Integration with Lakekeeper
Lakekeeper is an open-source Apache Iceberg REST Catalog implementation written in Rust. It provides a lightweight, high-performance metadata management service that supports multiple storage backends including AWS S3, Alibaba Cloud OSS, and MinIO.
This article will guide you through integrating Apache Doris with Lakekeeper to achieve efficient querying and management of Iceberg data. We will take you through the entire process from environment preparation to final querying step by step.
Through this document, you will learn:
-
AWS Environment Preparation: How to create and configure S3 storage buckets in AWS, and prepare necessary IAM roles and policies for Lakekeeper, enabling Lakekeeper to access S3 and distribute access credentials to Doris.
-
Lakekeeper Deployment and Configuration: How to deploy Lakekeeper service using Docker Compose, and create Project and Warehouse in Lakekeeper to provide metadata access endpoints for Doris.
-
Doris Connection to Lakekeeper: How to use Doris to access Iceberg data through Lakekeeper for read and write operations.
1. AWS Environment Preparation
Before we begin, we need to prepare S3 storage buckets and corresponding IAM roles on AWS, which forms the foundation for Lakekeeper to manage data and Doris to access data.
1.1 Create S3 Storage Bucket
First, we create an S3 Bucket named lakekeeper-doris-demo to store Iceberg table data that will be created later.
# Create S3 storage bucket
aws s3 mb s3://lakekeeper-doris-demo --region us-east-1
# Verify bucket creation success
aws s3 ls | grep lakekeeper-doris-demo
1.2 Create IAM Role for Object Storage Access
To implement secure credential management, we need to create an IAM role for Lakekeeper to use through the STS AssumeRole mechanism. This design follows the security best practices of least privilege principle and separation of duties.
-
Create trust policy file
Create
lakekeeper-trust-policy.jsonfile:cat > lakekeeper-trust-policy.json << 'EOF'
{
"Version": "2012-10-17",
"Statement": [
{
"Effect": "Allow",
"Principal": {
"AWS": "arn:aws:iam::YOUR_ACCOUNT_ID:user/YOUR_USER"
},
"Action": "sts:AssumeRole"
}
]
}
EOFNote: Please replace YOUR_ACCOUNT_ID with your actual AWS Account ID, which can be obtained via
aws sts get-caller-identity --query Account --output text.

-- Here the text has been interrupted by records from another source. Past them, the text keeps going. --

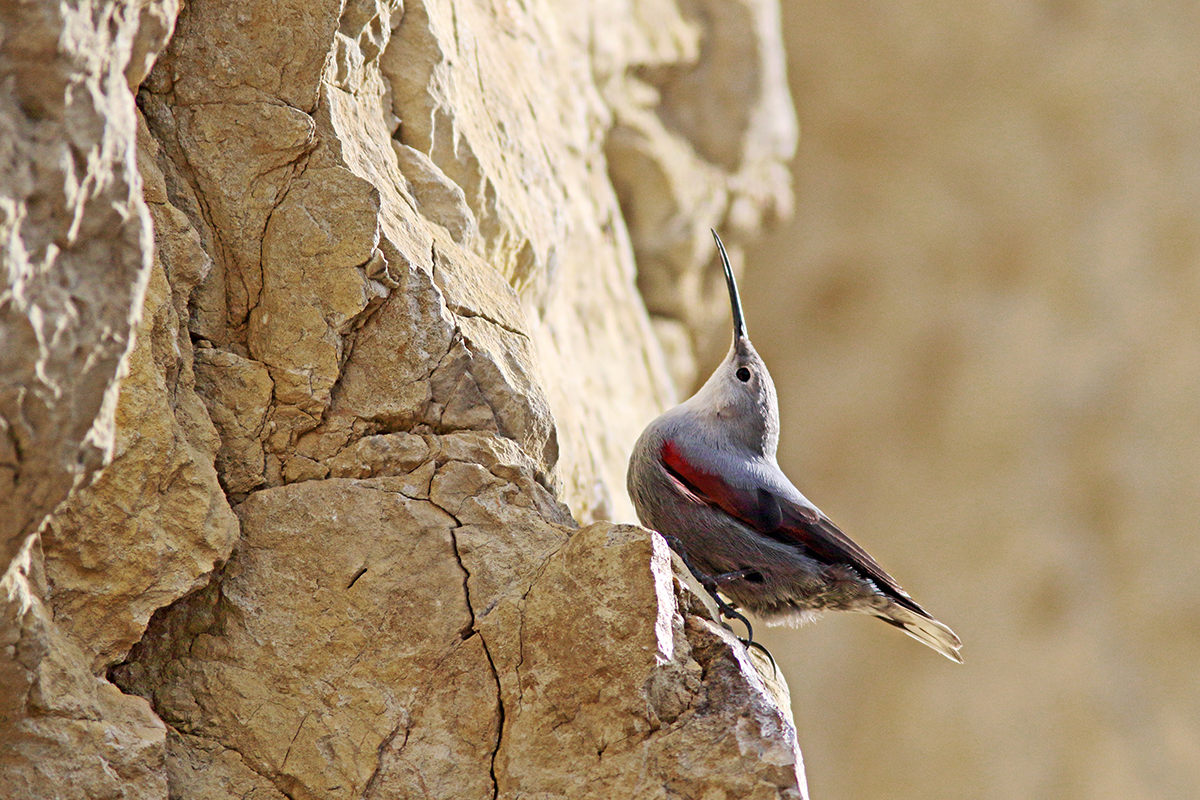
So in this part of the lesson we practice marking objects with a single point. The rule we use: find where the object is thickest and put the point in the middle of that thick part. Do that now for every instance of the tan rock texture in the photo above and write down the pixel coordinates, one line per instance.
(983, 326)
(390, 355)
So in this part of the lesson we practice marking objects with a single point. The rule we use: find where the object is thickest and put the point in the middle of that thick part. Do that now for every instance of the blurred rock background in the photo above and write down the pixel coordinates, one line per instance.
(982, 323)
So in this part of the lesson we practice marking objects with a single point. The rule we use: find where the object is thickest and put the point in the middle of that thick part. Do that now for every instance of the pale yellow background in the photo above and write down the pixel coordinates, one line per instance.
(984, 324)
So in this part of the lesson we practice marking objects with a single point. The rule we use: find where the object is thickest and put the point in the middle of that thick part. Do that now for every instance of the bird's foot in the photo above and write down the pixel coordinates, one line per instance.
(729, 611)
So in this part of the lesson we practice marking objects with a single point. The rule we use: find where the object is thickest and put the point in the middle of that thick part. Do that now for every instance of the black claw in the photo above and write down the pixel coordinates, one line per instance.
(727, 609)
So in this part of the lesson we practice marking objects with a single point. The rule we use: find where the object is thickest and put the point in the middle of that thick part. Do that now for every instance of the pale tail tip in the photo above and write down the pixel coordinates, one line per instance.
(933, 633)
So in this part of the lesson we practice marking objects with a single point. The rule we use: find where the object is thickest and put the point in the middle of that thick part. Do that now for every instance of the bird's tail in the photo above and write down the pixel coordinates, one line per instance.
(925, 630)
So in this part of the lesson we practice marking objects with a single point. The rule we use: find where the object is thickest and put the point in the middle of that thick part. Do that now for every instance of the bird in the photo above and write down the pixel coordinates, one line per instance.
(705, 475)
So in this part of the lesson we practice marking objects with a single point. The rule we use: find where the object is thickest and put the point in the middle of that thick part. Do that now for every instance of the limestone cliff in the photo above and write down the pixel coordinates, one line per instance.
(382, 359)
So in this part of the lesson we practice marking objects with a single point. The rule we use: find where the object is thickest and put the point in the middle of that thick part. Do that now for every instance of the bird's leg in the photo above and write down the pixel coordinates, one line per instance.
(727, 609)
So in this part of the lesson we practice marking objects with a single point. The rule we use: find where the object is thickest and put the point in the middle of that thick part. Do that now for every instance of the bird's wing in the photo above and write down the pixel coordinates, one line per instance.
(781, 518)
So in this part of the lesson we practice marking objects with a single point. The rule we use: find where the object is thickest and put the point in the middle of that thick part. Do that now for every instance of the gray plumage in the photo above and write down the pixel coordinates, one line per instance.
(705, 473)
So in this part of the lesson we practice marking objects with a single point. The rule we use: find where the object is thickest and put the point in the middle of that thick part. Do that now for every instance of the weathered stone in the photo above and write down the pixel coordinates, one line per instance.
(76, 259)
(394, 323)
(156, 510)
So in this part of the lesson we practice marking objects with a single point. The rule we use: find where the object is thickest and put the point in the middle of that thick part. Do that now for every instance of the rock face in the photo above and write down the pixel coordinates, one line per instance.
(390, 355)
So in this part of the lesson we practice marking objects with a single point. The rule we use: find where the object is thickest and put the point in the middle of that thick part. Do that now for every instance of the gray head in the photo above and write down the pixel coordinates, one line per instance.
(739, 396)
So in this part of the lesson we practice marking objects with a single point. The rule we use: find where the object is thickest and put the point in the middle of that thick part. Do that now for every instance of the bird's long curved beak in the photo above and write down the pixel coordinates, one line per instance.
(739, 325)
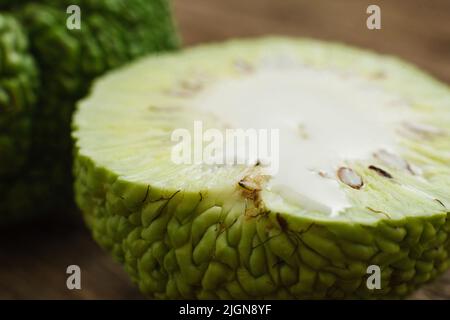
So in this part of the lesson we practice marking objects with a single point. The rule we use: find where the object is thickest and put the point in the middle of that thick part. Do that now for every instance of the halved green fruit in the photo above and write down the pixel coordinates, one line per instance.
(363, 179)
(35, 144)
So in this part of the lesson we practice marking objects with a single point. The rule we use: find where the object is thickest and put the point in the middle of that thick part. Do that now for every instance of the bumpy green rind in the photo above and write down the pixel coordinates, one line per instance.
(176, 244)
(221, 244)
(18, 84)
(18, 95)
(112, 33)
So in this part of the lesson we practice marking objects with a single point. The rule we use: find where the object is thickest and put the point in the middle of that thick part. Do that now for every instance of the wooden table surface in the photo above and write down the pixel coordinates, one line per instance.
(34, 257)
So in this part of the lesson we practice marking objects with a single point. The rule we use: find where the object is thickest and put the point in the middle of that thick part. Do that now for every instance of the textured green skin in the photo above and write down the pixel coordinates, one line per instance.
(181, 245)
(18, 85)
(18, 94)
(113, 33)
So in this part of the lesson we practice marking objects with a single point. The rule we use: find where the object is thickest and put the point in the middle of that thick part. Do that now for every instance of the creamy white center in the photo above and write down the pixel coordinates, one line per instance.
(324, 119)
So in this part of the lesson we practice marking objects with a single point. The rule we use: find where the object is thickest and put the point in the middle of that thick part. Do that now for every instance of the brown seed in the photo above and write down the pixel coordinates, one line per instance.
(393, 160)
(350, 177)
(381, 172)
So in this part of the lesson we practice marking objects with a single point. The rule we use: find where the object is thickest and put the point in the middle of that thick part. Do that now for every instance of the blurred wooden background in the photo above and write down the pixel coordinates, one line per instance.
(34, 257)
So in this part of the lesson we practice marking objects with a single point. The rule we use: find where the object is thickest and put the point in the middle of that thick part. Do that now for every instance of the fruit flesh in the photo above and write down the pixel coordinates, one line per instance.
(113, 33)
(194, 231)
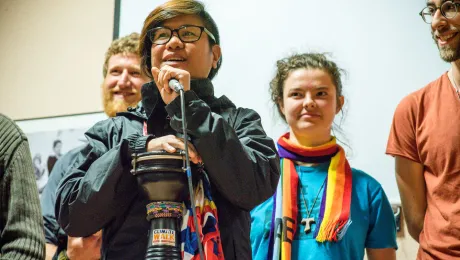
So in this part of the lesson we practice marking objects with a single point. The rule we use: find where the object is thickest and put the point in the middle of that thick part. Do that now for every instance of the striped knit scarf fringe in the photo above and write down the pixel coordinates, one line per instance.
(334, 217)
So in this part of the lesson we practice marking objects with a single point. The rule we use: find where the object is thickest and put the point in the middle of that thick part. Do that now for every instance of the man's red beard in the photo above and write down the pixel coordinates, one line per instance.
(113, 106)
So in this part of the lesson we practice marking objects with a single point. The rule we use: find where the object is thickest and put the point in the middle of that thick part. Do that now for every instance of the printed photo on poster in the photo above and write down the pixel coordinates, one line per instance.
(50, 138)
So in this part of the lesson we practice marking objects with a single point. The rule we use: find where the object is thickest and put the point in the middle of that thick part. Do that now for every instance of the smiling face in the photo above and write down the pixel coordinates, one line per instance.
(197, 57)
(445, 33)
(309, 105)
(122, 84)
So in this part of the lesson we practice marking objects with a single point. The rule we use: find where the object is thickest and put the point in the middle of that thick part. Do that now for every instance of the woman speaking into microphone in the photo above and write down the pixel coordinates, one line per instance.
(180, 41)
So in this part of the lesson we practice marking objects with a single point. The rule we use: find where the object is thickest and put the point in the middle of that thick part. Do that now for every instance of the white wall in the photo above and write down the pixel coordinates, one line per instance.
(51, 56)
(384, 46)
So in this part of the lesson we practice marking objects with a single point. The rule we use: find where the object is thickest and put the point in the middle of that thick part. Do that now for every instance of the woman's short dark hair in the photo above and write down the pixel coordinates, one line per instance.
(170, 10)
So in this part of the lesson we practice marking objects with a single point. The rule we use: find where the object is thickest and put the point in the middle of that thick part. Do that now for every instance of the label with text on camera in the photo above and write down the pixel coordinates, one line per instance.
(163, 237)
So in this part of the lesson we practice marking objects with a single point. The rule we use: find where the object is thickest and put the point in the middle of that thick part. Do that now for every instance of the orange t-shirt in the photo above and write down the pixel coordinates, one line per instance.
(426, 129)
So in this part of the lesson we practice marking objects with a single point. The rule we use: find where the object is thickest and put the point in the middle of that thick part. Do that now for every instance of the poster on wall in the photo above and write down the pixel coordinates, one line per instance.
(50, 138)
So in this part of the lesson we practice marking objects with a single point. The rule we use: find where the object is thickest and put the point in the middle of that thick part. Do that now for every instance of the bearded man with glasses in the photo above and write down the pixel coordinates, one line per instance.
(425, 141)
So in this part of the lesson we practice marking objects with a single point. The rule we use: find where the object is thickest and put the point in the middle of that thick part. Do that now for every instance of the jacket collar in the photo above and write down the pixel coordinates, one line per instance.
(203, 88)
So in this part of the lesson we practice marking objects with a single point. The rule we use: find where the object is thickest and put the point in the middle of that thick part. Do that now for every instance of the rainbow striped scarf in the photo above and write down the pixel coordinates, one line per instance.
(334, 216)
(206, 213)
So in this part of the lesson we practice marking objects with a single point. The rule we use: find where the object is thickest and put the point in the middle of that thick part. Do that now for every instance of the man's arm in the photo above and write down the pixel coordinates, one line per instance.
(20, 216)
(50, 251)
(412, 189)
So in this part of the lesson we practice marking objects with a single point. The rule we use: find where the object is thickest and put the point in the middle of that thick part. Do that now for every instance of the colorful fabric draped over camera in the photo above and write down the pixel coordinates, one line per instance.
(334, 216)
(206, 213)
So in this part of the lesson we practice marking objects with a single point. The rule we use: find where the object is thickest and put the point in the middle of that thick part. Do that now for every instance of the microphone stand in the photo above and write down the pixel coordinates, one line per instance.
(189, 172)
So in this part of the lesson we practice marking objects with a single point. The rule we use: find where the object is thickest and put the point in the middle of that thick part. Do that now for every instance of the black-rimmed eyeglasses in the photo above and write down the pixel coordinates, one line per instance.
(186, 33)
(448, 9)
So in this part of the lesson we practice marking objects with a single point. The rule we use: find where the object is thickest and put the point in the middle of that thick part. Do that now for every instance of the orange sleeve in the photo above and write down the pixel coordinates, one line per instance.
(402, 139)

Replace YOUR_USER with the actual IAM username. -
Create IAM Role
aws iam create-role \
--role-name lakekeeper-sts-role \
--assume-role-policy-document file://lakekeeper-trust-policy.json \
--description "IAM Role for Lakekeeper to access S3 storage" -
Attach S3 access permission policy
Create
lakekeeper-s3-policy.jsonfile:cat > lakekeeper-s3-policy.json << 'EOF'
{
"Version": "2012-10-17",
"Statement": [{
"Effect": "Allow",
"Action": [
"s3:ListBucket",
"s3:GetBucketLocation",
"s3:ListBucketMultipartUploads",
"s3:ListMultipartUploadParts",
"s3:AbortMultipartUpload",
"s3:GetObject",
"s3:PutObject",
"s3:DeleteObject"
],
"Resource": [
"arn:aws:s3:::lakekeeper-doris-demo",
"arn:aws:s3:::lakekeeper-doris-demo/*"
]
}]
}
EOFAttach the policy to the role:
aws iam put-role-policy \
--role-name lakekeeper-sts-role \
--policy-name lakekeeper-s3-access \
--policy-document file://lakekeeper-s3-policy.json -
Grant AssumeRole permission to the user
cat > user-assume-policy.json << 'EOF'
{
"Version": "2012-10-17",
"Statement": [{
"Effect": "Allow",
"Action": "sts:AssumeRole",
"Resource": "arn:aws:iam::YOUR_ACCOUNT_ID:role/lakekeeper-sts-role"
}]
}
EOF
aws iam put-user-policy \
--user-name YOUR_USER \
--policy-name allow-assume-lakekeeper-role \
--policy-document file://user-assume-policy.json -
Verify creation results
aws iam get-role --role-name lakekeeper-sts-role
aws iam list-role-policies --role-name lakekeeper-sts-role
# Verify AssumeRole is available
aws sts assume-role \
--role-arn arn:aws:iam::YOUR_ACCOUNT_ID:role/lakekeeper-sts-role \
--role-session-name lakekeeper-test
2. Lakekeeper Deployment and Warehouse Creation
After environment preparation is complete, we begin deploying the Lakekeeper service and configuring the Warehouse.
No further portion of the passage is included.